Merhabalar sevgili okuyucu <3
Öncelikle kitabımın kapağını aralamaya karar verip kurgusal dünyama ortak olduğun için teşekkür ediyorum.Hoş geldinn <3
İlk kurgum olan bu kitapta yapılan her yorum ve atılan her vote beni cesaretlendirecek ve daha bir hevesle yazmaya itecektir. Bu yüzden desteklerini esirgeme lütfen <3
Satır aralarında buluşmak dileğiyle...
Keyifli okumalar <3
Kitaba başladığın tarihi buraya yazabilirsin.

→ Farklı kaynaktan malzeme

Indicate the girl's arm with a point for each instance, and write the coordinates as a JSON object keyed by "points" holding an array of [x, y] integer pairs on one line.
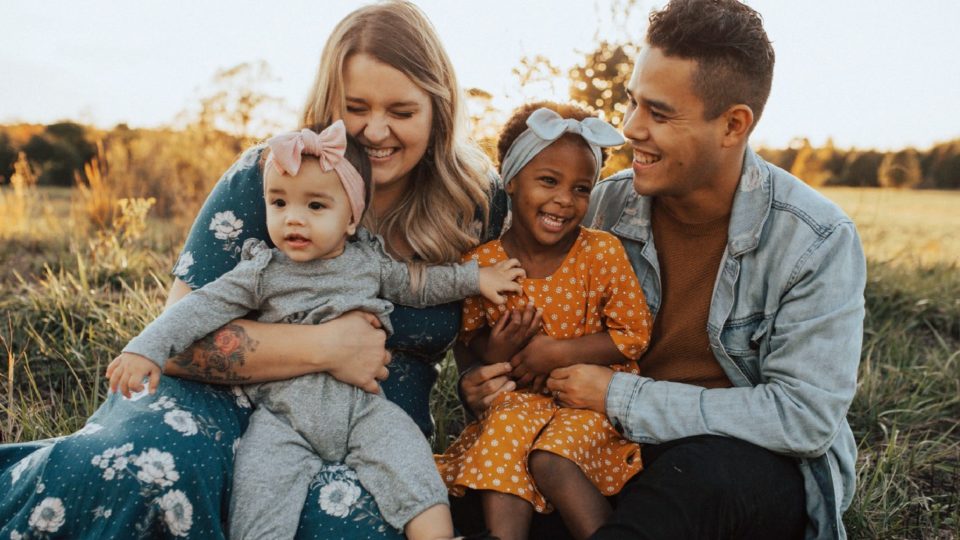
{"points": [[350, 348], [543, 354]]}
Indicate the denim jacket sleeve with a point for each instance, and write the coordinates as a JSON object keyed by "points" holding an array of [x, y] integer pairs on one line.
{"points": [[807, 365]]}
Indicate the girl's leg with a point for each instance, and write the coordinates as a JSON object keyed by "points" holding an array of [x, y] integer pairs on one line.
{"points": [[434, 523], [581, 505], [507, 516]]}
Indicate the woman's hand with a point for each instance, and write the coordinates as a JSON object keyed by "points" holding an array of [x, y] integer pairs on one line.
{"points": [[355, 343], [480, 385], [128, 371], [500, 279], [581, 386], [537, 359], [512, 333]]}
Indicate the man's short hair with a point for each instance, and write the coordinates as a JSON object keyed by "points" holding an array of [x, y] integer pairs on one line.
{"points": [[727, 40]]}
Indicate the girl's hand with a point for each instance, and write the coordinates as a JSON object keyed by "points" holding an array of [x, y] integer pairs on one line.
{"points": [[537, 359], [357, 339], [512, 333], [127, 372], [581, 386], [480, 385], [499, 279]]}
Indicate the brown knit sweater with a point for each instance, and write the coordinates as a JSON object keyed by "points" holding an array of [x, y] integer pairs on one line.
{"points": [[689, 256]]}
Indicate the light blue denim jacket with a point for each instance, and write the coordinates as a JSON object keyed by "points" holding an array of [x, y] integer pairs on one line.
{"points": [[785, 324]]}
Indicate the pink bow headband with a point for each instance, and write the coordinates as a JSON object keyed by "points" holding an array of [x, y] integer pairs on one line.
{"points": [[287, 149]]}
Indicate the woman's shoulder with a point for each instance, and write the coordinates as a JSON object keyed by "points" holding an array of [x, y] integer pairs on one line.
{"points": [[486, 254]]}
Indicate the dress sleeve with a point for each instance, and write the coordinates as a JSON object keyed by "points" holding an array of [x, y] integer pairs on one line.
{"points": [[624, 308], [474, 313], [233, 212], [206, 309]]}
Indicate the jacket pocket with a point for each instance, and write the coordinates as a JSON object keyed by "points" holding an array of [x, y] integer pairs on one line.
{"points": [[742, 340]]}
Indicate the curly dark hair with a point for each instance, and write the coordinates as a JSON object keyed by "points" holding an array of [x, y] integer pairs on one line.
{"points": [[517, 124], [727, 40], [356, 156]]}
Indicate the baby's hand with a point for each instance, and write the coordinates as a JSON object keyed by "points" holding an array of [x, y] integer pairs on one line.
{"points": [[499, 279], [127, 372], [512, 333]]}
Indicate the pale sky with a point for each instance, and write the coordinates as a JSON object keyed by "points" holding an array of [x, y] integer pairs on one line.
{"points": [[869, 73]]}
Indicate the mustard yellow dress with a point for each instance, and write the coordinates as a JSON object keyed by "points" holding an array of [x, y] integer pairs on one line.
{"points": [[593, 290]]}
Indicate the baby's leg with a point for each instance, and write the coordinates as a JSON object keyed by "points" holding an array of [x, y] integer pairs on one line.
{"points": [[581, 505], [393, 461], [272, 474], [506, 516]]}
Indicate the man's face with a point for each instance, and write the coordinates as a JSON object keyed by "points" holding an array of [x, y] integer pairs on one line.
{"points": [[675, 151]]}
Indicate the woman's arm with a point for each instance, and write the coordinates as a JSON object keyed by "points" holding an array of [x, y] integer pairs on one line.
{"points": [[350, 348]]}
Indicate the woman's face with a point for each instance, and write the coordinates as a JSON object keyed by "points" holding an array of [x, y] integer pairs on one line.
{"points": [[390, 116]]}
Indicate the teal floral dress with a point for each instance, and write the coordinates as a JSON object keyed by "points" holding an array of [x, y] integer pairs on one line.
{"points": [[161, 466]]}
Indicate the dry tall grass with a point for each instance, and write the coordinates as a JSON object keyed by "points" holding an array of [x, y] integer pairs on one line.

Bölüm Şarkısı: Can Mürtezaoğlu/Bir Beyaz Orkide
...
Karanlık bir gece vakti, sokak lambalarının aydınlattığı bir sokakta hızlı olmayan adımlarla ilerliyorum. Kimseler yok yanımda.
Tek başımayım.
Sadece ayakkabılarımın yola her basmamda çıkardığı, kendince bir ritim tutmuş olan tok bir ses geliyor kulaklarıma. Bir de oldum olası ürkütücü bulduğum ve daima kaçtığım karanlığın içime ektiği korku tohumları nedeniyle yerinden çıkacakmış gibi atan kalbimin kulaklarımda atan güçlü güm gümleri...
Bir şeyler görebilme umuduyla etrafı şöyle bir kolaçan ediyorum ama nafile. Simsiyah gece görüş alanımı neredeyse sıfıra indirmiş durumda.
Bir türlü son bulmayan bir yürüme halindeyim. Bir labirentin içindeymişim hissi veren sokakların birinden çıkıp öbürüne giriyorum. Yürümekten takati kesilmiş ayaklarım durmak için dirense de beynimin kendinden emin bir şekilde verdiği yürüme komutundan çıkamıyorlar.
Önümde beliren köşeden dönünce, çalışan bir arabanın motor sesi yalıyor kulaklarımı. Zifiri karanlığı delen ses, dar sokakta yankılanıyor. Gittikçe yaklaşan bu ses, içimdeki kasvetin yerini bir rahatlamanın almasına neden oluyor. Bu ıssız yerde benden başka insanların da olduğuna işaret eden sesin geldiği yöne doğru atıyorum adımlarımı. Sesin geldiği tarafta bulunan sokağa girdiğimde gördüğüm parlak ışık, aradığım arabanın yanına vardığımı kanıtlıyor gözlerime. Arabanın güçlü farları gözlerimi kamaştırıyor, karşımdaki aracı görmekten mahrum bırakıyordu beni.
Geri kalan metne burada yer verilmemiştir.